Here’s a quick summary of the differences between the different colour spaces and a brief explanation as to why you’ll never be able to easily colour match between them. This is really important as the design that you see on the screen might not necessarily look the same when printed and may look different when printed on different digital colour printing machines and when lithographically printed.
As you’ll probably be aware, the human eye can detect somewhere in the region of 7000000 different colours. The reproduction of these colours in different mediums however is much much less due to the limitations of colour gamuts (what can be displayed in those various mediums).

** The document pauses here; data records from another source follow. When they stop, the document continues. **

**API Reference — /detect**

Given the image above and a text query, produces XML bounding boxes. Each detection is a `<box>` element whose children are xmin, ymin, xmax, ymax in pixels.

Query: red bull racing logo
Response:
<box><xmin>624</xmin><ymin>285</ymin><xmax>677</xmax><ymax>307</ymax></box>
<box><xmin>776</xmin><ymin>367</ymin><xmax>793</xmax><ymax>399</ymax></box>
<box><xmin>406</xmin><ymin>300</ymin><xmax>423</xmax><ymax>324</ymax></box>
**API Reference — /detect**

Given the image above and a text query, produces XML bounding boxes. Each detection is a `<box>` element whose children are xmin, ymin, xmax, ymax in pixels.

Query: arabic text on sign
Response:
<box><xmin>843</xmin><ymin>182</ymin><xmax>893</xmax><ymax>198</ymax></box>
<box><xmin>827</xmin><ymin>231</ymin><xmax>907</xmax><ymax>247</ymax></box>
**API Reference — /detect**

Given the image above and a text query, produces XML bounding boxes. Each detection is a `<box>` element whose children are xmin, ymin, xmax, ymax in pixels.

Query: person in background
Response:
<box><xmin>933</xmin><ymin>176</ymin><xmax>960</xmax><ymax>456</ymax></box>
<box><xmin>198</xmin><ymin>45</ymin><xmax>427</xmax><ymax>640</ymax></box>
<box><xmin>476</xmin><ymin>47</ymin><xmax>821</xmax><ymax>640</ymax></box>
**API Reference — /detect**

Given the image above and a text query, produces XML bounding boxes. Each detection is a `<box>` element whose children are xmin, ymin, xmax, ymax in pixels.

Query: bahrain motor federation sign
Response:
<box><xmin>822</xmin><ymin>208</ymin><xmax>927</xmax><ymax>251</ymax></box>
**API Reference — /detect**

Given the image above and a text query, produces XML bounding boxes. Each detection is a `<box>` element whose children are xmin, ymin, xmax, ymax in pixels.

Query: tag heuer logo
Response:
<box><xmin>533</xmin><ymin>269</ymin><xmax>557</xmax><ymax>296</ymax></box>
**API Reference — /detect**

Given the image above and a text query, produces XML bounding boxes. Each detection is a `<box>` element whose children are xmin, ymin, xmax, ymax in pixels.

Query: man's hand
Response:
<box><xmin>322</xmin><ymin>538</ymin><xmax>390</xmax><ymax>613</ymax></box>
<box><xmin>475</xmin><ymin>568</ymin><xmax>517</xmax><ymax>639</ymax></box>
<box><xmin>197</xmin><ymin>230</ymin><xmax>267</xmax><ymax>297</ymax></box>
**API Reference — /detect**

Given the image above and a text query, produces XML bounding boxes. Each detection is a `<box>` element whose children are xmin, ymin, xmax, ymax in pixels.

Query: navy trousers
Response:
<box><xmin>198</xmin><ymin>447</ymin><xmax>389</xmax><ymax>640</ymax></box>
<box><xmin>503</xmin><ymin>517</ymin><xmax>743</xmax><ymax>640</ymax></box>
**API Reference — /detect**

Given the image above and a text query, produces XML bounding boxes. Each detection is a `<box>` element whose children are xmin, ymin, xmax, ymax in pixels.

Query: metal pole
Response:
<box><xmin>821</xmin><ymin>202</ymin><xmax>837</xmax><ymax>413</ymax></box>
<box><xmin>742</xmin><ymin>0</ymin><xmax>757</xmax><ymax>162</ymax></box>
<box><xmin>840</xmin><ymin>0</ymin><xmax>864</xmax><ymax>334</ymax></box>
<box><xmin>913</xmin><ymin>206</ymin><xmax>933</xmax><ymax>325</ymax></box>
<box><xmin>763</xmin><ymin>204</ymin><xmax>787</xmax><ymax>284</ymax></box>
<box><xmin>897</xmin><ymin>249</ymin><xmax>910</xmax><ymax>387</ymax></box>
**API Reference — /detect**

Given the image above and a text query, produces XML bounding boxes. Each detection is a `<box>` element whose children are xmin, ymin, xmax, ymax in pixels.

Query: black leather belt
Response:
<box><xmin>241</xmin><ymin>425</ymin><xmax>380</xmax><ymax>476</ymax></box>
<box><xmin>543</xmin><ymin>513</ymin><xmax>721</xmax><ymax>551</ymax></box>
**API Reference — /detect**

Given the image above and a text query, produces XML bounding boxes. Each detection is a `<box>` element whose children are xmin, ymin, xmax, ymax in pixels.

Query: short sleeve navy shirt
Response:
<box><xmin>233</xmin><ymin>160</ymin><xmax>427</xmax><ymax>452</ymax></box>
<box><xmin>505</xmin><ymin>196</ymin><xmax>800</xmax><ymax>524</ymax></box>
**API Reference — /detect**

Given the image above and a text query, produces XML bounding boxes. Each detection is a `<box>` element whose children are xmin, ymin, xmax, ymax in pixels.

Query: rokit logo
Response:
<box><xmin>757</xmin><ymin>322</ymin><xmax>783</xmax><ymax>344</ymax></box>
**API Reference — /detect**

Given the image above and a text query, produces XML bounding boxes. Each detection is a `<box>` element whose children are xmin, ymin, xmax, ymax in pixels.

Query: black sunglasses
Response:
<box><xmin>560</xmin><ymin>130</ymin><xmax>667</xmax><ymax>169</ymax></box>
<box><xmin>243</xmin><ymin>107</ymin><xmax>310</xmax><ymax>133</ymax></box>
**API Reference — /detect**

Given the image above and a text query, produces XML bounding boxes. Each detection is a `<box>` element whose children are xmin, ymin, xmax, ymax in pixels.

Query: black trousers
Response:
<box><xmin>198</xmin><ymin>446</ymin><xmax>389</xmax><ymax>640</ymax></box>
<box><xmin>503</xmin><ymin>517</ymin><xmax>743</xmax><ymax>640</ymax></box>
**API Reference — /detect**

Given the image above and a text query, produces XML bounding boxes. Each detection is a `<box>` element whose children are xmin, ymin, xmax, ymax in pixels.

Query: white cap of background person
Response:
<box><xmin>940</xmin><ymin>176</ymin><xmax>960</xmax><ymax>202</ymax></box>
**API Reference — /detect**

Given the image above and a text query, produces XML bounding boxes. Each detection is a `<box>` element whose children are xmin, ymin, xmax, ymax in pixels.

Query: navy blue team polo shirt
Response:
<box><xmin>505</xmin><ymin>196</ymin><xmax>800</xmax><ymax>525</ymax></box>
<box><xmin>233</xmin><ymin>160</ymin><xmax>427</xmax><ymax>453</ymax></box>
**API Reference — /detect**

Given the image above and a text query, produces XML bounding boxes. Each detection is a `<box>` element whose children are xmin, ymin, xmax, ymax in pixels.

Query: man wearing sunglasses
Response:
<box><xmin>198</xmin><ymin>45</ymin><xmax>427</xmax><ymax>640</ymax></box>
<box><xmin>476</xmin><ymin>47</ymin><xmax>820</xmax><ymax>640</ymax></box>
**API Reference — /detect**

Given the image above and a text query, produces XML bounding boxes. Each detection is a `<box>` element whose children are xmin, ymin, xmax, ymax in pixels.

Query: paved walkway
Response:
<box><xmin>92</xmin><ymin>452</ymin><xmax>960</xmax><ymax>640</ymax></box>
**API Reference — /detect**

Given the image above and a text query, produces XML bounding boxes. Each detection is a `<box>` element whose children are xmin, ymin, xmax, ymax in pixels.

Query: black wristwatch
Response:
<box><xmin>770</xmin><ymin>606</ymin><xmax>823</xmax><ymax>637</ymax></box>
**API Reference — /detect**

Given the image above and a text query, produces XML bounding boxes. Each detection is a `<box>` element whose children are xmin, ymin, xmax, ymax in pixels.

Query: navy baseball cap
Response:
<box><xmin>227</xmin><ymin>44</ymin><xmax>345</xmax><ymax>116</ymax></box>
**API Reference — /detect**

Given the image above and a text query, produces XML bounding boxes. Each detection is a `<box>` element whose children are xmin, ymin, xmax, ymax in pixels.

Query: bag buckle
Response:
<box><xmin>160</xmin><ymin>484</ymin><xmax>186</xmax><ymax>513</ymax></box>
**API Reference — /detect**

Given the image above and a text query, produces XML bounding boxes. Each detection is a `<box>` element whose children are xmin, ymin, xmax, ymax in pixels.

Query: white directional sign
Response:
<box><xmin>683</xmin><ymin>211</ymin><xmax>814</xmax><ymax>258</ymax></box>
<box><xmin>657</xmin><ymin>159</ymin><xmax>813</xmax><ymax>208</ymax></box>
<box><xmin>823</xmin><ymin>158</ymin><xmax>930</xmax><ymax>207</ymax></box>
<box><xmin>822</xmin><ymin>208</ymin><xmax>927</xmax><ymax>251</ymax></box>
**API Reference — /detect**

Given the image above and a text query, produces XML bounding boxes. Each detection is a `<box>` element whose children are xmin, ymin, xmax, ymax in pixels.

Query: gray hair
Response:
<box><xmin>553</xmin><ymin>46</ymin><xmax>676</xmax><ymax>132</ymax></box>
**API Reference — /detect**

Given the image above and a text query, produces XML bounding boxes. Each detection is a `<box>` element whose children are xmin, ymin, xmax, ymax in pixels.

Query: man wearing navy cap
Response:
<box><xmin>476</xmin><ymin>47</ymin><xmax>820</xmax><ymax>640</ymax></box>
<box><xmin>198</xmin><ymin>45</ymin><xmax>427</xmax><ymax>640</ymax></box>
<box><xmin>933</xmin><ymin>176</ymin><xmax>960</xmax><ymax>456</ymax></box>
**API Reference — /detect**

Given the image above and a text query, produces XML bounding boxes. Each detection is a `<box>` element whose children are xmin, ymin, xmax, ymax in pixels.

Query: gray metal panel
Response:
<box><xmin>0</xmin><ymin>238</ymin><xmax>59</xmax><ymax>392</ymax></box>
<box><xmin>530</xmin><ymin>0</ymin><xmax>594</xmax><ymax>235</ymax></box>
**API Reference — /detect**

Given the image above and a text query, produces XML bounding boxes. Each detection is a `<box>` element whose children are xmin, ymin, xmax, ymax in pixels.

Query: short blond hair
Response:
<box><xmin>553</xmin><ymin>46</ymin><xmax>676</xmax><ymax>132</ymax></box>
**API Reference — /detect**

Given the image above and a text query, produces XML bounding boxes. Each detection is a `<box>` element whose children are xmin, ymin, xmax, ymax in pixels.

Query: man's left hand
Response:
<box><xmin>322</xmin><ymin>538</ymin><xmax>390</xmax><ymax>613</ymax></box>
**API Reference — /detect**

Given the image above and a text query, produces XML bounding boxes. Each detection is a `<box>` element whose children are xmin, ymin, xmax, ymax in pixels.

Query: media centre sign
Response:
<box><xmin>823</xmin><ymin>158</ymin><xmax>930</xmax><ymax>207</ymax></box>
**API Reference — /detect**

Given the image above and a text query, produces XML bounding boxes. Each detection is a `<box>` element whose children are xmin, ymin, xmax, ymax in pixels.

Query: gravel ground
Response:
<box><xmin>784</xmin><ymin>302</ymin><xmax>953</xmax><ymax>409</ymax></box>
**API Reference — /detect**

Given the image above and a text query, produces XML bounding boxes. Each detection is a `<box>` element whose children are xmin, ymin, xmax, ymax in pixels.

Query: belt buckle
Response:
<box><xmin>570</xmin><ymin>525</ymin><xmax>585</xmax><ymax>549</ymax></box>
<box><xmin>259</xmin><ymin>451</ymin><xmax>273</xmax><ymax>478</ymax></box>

These are known as “colour spaces.” Colour spaces can include but are not limited to Pantone(PMS), RGB, CMYK, Hexachrome, YUV and so and so forth.

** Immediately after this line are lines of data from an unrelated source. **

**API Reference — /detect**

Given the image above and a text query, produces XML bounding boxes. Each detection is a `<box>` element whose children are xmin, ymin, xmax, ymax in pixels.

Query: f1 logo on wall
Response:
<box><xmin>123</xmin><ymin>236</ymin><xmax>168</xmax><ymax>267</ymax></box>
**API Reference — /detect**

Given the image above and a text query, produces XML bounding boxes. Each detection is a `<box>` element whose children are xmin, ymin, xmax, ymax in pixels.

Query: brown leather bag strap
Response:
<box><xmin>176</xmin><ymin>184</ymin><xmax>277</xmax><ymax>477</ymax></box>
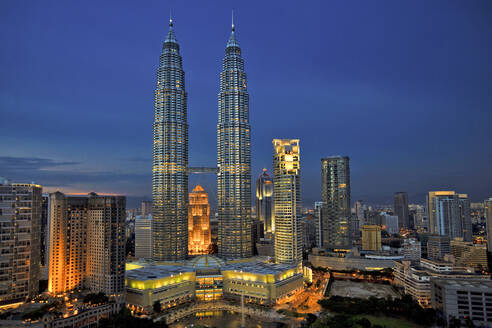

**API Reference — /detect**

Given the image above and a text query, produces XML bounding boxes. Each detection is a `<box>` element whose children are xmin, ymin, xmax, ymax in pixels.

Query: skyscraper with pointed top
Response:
<box><xmin>217</xmin><ymin>16</ymin><xmax>252</xmax><ymax>259</ymax></box>
<box><xmin>152</xmin><ymin>19</ymin><xmax>188</xmax><ymax>260</ymax></box>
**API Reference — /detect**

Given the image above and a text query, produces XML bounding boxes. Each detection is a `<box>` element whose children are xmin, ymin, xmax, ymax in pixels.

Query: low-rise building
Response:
<box><xmin>403</xmin><ymin>238</ymin><xmax>422</xmax><ymax>262</ymax></box>
<box><xmin>362</xmin><ymin>224</ymin><xmax>381</xmax><ymax>251</ymax></box>
<box><xmin>431</xmin><ymin>279</ymin><xmax>492</xmax><ymax>327</ymax></box>
<box><xmin>451</xmin><ymin>240</ymin><xmax>487</xmax><ymax>271</ymax></box>
<box><xmin>427</xmin><ymin>235</ymin><xmax>451</xmax><ymax>260</ymax></box>
<box><xmin>126</xmin><ymin>265</ymin><xmax>195</xmax><ymax>309</ymax></box>
<box><xmin>308</xmin><ymin>254</ymin><xmax>403</xmax><ymax>271</ymax></box>
<box><xmin>393</xmin><ymin>259</ymin><xmax>489</xmax><ymax>307</ymax></box>
<box><xmin>126</xmin><ymin>255</ymin><xmax>303</xmax><ymax>311</ymax></box>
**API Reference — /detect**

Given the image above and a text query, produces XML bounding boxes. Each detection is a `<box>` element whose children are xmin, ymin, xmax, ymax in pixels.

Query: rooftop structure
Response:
<box><xmin>126</xmin><ymin>255</ymin><xmax>303</xmax><ymax>310</ymax></box>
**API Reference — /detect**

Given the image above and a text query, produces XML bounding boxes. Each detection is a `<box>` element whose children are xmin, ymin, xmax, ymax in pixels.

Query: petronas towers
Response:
<box><xmin>152</xmin><ymin>20</ymin><xmax>252</xmax><ymax>261</ymax></box>
<box><xmin>152</xmin><ymin>20</ymin><xmax>188</xmax><ymax>261</ymax></box>
<box><xmin>217</xmin><ymin>24</ymin><xmax>252</xmax><ymax>258</ymax></box>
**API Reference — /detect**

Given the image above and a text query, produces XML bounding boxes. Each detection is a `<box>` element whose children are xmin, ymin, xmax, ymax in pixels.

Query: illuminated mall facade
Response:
<box><xmin>126</xmin><ymin>255</ymin><xmax>303</xmax><ymax>311</ymax></box>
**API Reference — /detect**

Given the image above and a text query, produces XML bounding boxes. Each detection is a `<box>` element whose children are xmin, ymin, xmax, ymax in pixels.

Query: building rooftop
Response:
<box><xmin>222</xmin><ymin>262</ymin><xmax>296</xmax><ymax>274</ymax></box>
<box><xmin>186</xmin><ymin>255</ymin><xmax>225</xmax><ymax>269</ymax></box>
<box><xmin>126</xmin><ymin>265</ymin><xmax>195</xmax><ymax>280</ymax></box>
<box><xmin>435</xmin><ymin>279</ymin><xmax>492</xmax><ymax>289</ymax></box>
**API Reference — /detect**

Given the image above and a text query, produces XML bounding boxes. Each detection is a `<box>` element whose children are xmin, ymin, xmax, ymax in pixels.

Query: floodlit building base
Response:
<box><xmin>126</xmin><ymin>255</ymin><xmax>303</xmax><ymax>312</ymax></box>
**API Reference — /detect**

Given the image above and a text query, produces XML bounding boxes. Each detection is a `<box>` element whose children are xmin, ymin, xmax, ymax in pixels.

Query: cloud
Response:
<box><xmin>0</xmin><ymin>156</ymin><xmax>152</xmax><ymax>195</ymax></box>
<box><xmin>0</xmin><ymin>156</ymin><xmax>80</xmax><ymax>172</ymax></box>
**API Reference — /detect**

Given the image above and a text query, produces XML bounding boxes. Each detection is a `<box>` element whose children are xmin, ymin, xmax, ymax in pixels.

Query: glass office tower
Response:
<box><xmin>152</xmin><ymin>20</ymin><xmax>188</xmax><ymax>260</ymax></box>
<box><xmin>217</xmin><ymin>24</ymin><xmax>252</xmax><ymax>259</ymax></box>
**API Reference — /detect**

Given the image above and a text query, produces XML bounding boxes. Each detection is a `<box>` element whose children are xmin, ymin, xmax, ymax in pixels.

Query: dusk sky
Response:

Different colour spaces are used for different processes and many of them are not interchangeable.
RGB (Red, Green and Blue) for instance are used in the display of digital colour images on screen i.e televisions and computer monitors. These images are displayed by firing red, green and blue pixels onto the screen which the human brain compiles into a single static or moving image.
CMYK (Cyan, Magenta, Yellow and Key/Black) is used to create a full colour image in print. This is done by laying down dots in a screen (there are many types of screens and screen sizes) on a substrate (card or paper etc) Again the human brain compiles these dots into a single colour image. Unfortunately because CMYK uses only 4 colours, the overall gamut that can be achieved is limited. A few years ago a new process was introduced called Hexachrome which added a green and orange into the CMYK mix so as to achieve a greater range of achievable printed colours.

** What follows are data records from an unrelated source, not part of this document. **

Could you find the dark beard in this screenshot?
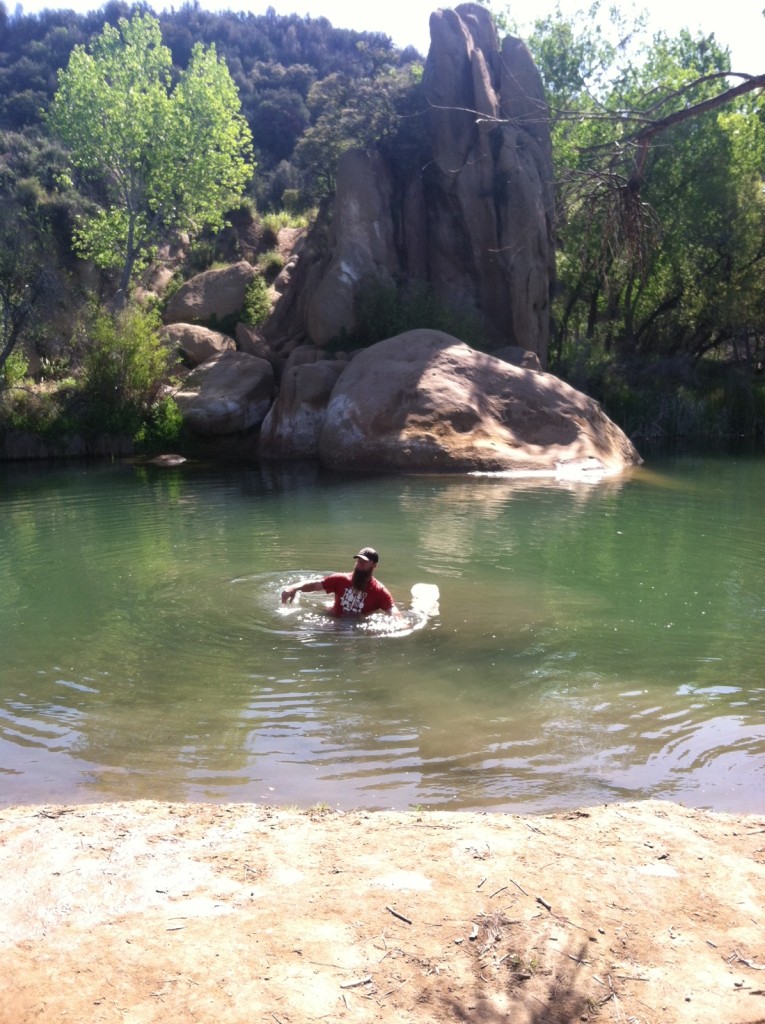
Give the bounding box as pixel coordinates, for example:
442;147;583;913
350;565;375;590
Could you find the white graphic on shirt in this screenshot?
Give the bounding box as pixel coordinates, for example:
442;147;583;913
340;587;367;615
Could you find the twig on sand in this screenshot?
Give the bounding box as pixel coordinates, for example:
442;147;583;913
385;906;412;925
728;949;765;971
340;974;372;988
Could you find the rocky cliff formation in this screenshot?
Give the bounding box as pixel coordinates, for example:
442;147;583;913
267;3;554;366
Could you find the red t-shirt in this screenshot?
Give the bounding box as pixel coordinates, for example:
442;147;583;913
322;572;393;615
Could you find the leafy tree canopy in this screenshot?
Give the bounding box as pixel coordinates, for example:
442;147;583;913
48;13;252;294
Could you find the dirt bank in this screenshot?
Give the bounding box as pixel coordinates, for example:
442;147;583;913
0;802;765;1024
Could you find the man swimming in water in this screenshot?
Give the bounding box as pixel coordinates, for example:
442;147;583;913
282;548;400;615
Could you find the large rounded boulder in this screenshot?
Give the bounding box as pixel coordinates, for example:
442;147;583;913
318;330;641;472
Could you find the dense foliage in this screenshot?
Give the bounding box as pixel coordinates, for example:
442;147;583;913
47;14;252;296
0;0;765;448
514;5;765;432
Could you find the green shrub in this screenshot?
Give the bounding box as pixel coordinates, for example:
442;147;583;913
81;306;171;434
348;281;485;349
242;274;271;327
135;395;183;452
0;348;29;390
259;249;285;282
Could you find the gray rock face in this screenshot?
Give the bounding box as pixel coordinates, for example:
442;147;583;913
266;4;554;366
259;359;347;459
160;324;236;367
174;352;273;437
165;260;256;324
318;331;641;473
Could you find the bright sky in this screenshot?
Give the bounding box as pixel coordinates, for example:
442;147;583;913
10;0;765;75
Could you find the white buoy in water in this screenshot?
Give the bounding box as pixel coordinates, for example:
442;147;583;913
412;583;441;617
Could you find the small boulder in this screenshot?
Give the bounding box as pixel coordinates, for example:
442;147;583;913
259;358;347;459
174;352;273;437
165;260;257;324
236;324;273;361
160;324;236;367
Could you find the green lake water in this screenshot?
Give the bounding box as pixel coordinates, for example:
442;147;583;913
0;456;765;812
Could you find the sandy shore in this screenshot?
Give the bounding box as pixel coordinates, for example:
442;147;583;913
0;802;765;1024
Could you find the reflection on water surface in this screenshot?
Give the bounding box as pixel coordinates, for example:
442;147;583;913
0;458;765;811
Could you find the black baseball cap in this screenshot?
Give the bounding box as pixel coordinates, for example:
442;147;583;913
353;548;380;564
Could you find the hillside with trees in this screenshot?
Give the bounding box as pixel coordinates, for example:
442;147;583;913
0;0;765;456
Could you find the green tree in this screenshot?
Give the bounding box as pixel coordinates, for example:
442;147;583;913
48;14;252;298
514;5;765;372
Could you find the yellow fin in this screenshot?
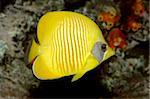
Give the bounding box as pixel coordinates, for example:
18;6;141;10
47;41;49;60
32;55;61;80
71;54;99;82
71;72;86;82
28;40;40;63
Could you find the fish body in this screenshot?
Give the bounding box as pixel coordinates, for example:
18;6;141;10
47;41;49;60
29;11;114;81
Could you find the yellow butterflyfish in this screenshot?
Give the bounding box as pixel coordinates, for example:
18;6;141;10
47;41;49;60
28;11;114;81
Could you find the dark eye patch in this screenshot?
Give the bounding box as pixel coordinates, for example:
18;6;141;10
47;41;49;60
101;44;107;52
92;42;107;62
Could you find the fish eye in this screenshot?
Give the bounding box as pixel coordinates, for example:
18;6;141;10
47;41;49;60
101;44;107;52
98;15;103;21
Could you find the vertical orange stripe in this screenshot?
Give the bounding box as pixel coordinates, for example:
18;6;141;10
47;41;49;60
70;18;77;71
74;17;80;70
72;17;79;71
78;18;84;68
57;24;64;75
65;19;71;73
60;21;65;73
62;19;67;73
81;19;87;65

The Pantone Matching System (PMS) is an alternative way of presenting colour in a printed image. Due to the CMYK process being limited in what can be achieved colour wise, Pantone introduced a system of “spot colours.” These are created using a much wider base of colours and are mixed in varying percentages to achieve a much closer match to the required printed colour. Spot colour printing in certain instances can be more expensive but will be necessary to achieve something like a company brand where CMYK is unable to meet the specific colour requirement.
Taking the above into consideration (particularly when you look at the RGB colour gamut) you can see that it would be impossible to match either CMYK or Pantone or in fact any of the many colour spaces to the values dictated by RGB as they are produced in a totally different way (one using electronic pixels and the other using printed dots) Unfortunately, it is only possible to achieve a very loose colour match if at all.
The overall colour range is that which is visible by the human eye. Contained within the image are the colour spaces I’ve described. As you can see what is achievable in print and on screen etc does differ and is considerably less than what we can discern with our eyes.
We hope this helps you understand why colour matching is so important and how what you see on your screen may differ from the final printed result.